Admittedly, that premise – in a world of extraordinary people, we need an ordinary blah blah blah – sounds cliched, and it is, but that doesn’t mean that it doesn’t work to the benefit of The Lego Movie.  A major Hollywood studio release with refreshing levity, The Lego Movie is self-aware enough of the tropes of blockbuster summer movies to embrace what works and poke fun of what doesn’t to the end of further enjoyment.  The Lego Movie is the kind of film where the Good Cop/Bad Cop archetype is personified (for lack of a better term) in a cop (Liam Neeson) who literally has two faces: a hard as nails Bad Cop with anger issues he hilariously takes out on inanimate objects, and a gee whiz Good Cop with glasses and a fondness for his retired police mom and pop.  It’s also the kind of movie with car chases, spaceships, robots, superheroes, laser guns, ship wrecks and explosions, every single one of which made up of individual Lego pieces.

But The Lego Movie isn’t just about spectacle.  Even Michael Bay boasted that the robots from Transformers were painstakingly manufactured to ensure the physical dimensions of the automobiles matched up physically and mechanically to their ‘splosiony other forms.  Getting past the intricate construction of literally everything (beautiful as it is) and the verbal play on action films past (“come with me if you want to not die”), you’ll find the standard themes rehashed and revisited in practically every film suitable for children: believe in yourself, working together is better than working alone, good is better than evil, etc. etc. and such.  Coming from any other animated film, it’d be nature for your adult response to be, “well, that was cute, but…” and attach something referring to the message’s redundancy over-simplicity.  But when it comes to Legos, a toy that arguably more so than any other fosters the use of imagination and drawing outside the lines, the message takes on a bit more resonance and meaning.
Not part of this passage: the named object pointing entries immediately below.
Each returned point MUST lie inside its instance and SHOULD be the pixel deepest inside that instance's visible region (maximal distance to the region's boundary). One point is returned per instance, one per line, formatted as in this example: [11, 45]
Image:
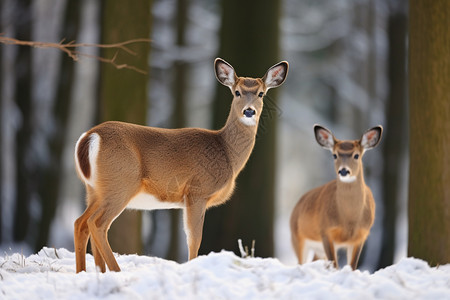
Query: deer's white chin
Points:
[248, 121]
[347, 179]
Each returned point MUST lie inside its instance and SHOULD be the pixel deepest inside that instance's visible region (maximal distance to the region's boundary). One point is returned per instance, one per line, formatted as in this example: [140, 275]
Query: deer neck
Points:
[239, 140]
[351, 197]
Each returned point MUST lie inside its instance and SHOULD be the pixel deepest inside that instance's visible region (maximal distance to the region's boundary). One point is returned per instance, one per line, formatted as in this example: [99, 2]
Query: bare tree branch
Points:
[69, 49]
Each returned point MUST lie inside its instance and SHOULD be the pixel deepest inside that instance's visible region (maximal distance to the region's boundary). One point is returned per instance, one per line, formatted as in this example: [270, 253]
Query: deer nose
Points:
[344, 172]
[249, 112]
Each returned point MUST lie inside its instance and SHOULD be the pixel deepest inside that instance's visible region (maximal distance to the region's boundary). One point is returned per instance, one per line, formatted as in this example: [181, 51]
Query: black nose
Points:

Yes, The Lego Movie says that being yourself is especially important in the face of adversity and yes, people’s individual talents are even better when joined together with others, but most importantly The Lego Movie encourages imagination and praises the spirit of creativity.  Emmet is not set apart because he can do one specific thing better than anyone, but because he recognizes that everyone can contribute, that in the face of extraordinary, ordinary is its own form of uniqueness and specialty.  The evil force descending on Bricksburg is not destruction – not explicitly, at least – but conformity, the idea that there is one way things should go and those things only have merit by fulfilling one expectation.  The joy in The Lego Movie, and its real world application both on and off screen, is in heterogeneity, in thinking outside the lines, in wondering, “what if?” and then trying it out.  As the infectiously catchy pop song in Bricksburg declares, “Everything is Awesome,” (emphasis mine), and its great to see a movie that genuinely believes it.